Cannon’s husband introduced her to motorcycling. But after a couple of trips on the back of his bike, she was ready for her own.

“I said this is what I really want to do,” she says.

West Side Girl Trish Alexander got her first taste of motorcycling at about age 5, when the Hells Angels buzzed by her family’s station wagon.

“My mom said not to look,” she says. “I’m sure my brother and sister didn’t. But I did.”

She wasn’t really hooked on two-wheeling transportation until she accidentally stumbled on the Mecca of motorcycling, Sturgis S.D.

Since the 1930s, motorcyclists from all over the country have been converging on the city each summer for races, rallies and raucous fun. Today, the event attracts hundreds of thousands of people.

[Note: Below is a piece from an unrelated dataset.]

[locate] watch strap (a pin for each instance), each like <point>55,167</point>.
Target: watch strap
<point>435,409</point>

But Alexander knew nothing of Sturgis’ reputation the year she took her kids to see Mount Rushmore and South Dakota’s Black Hills.

The noisy bikes around Sturgis drove her husband – now her ex – crazy. But they were music to the ears of Alexander. She vowed that once her kids were grown up, she was going to get her own motorcycle.

As a single mom, she remembers having to dip into her Harley fund to buy the kids shoes.

But she eventually got her own bike. Riding it makes her feel closer to her son, who died in a car accident at age 18. She wears a white butterfly pin on her leather vest in his honor.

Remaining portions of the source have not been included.